The above two tables are joined on the fingerprint
column to get the metric data. Continuing with the example above, the following is the data that is stored in the samples_v2
and timeseries_v2
tables:
samples_v2 table
metric_name | fingerprint | value | timestamp_ms |
---|---|---|---|
active_users | 1234567890 | 1 | 1729430400000 |
active_users | 1234567890 | 1 | 1729430460000 |
active_users | 1234567890 | 1 | 1729430520000 |
active_users | 1234567890 | 1 | 1729430580000 |
active_users | 1234567890 | 1 | 1729430640000 |
active_users | 1234567890 | 1 | 1729430700000 |
active_users | 1234567890 | 1 | 1729430760000 |
active_users | 1234567890 | 1 | 1729430820000 |
active_users | 1234567890 | 1 | 1729430880000 |
active_users | 1234567890 | 1 | 1729430940000 |
active_users | 1234567890 | 1 | 1729431000000 |
active_users | 1234567890 | 1 | 1729431060000 |
active_users | 1234567890 | 1 | 1729431120000 |
timeseries_v2 table
metric_name | fingerprint | labels | timestamp_ms |
---|---|---|---|
active_users | 1234567890 | user_type=paid | 1729430400000 |
v4
There are two tables in the backend database that store the metric data:
- samples_v4: This table stores the metric values.
- timeseries_v4: This table stores the metadata of the time series such as the metric name, tags, and description.
The samples_v4
table has the following columns:
- metric_name: This is the name of the metric.

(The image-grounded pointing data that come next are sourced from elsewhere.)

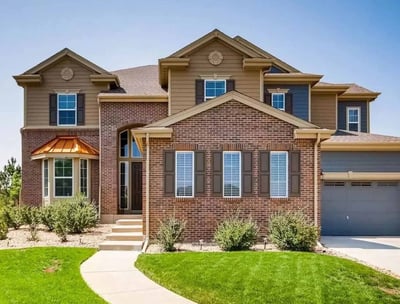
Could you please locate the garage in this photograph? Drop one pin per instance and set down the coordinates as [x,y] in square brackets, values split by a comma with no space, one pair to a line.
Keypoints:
[360,208]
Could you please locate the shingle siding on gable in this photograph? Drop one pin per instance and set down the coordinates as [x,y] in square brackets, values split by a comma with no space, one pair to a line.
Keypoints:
[360,161]
[342,114]
[300,99]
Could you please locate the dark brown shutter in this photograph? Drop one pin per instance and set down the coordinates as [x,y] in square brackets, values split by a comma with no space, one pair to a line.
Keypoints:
[80,115]
[289,103]
[199,91]
[247,169]
[199,173]
[230,85]
[217,173]
[263,181]
[53,109]
[294,173]
[169,173]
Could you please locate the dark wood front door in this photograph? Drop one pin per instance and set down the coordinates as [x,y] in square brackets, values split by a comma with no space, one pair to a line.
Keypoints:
[136,187]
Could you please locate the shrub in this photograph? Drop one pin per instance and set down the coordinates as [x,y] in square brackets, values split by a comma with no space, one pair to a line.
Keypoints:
[170,232]
[292,231]
[235,233]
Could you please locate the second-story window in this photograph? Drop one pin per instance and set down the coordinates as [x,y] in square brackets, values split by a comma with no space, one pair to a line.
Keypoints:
[66,109]
[214,88]
[278,101]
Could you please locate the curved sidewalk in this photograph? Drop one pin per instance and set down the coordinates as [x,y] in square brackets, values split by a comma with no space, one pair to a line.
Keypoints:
[112,275]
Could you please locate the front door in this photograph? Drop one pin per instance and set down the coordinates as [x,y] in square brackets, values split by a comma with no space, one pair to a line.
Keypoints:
[136,187]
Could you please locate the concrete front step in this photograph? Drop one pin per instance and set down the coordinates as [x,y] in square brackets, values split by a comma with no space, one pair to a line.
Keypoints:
[121,245]
[125,236]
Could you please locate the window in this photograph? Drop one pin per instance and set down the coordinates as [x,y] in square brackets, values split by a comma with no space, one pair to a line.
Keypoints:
[45,178]
[278,101]
[279,174]
[214,88]
[83,182]
[63,176]
[184,174]
[231,174]
[353,119]
[67,109]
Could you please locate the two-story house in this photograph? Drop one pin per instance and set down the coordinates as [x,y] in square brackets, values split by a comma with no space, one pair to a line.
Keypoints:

- fingerprint: This is the hash of the metric name and the tags.
- value: This is the value of the metric.
- unix_milli: This is the timestamp when the metric value was reported in milliseconds.
The timeseries_v4
table has the following columns:
- metric_name: This is the name of the metric.
- fingerprint: This is the hash of the metric name and the tags.
- labels: This is the tags of the time series.
- unix_milli: This is the timestamp rounded to the nearest hour when the metric value was reported i.e there will be one entry for every hour for a given time series.
Note: some columns are not shown in the table above for brevity.
The above two tables are joined on the fingerprint
column to get the metric data. Continuing with the example above, the following is the data that is stored in the samples_v4
and timeseries_v4
tables:
samples_v4 table
metric_name | fingerprint | value | unix_milli |
---|---|---|---|
active_users | 1234567890 | 1 | 1729430400000 |
active_users | 1234567890 | 1 | 1729430460000 |
active_users | 1234567890 | 1 | 1729430520000 |
... | ... | ... | ... |
timeseries_v4 table
metric_name | fingerprint | labels | unix_milli |
---|---|---|---|
active_users | 1234567890 | user_type=paid | 1729429200000 |
... | ... | ... | ... |
As you can see, the timeseries_v4
table has one entry for every hour for a given time series. If the same series is continued to be reported, a new entry is added for the next hour and so on.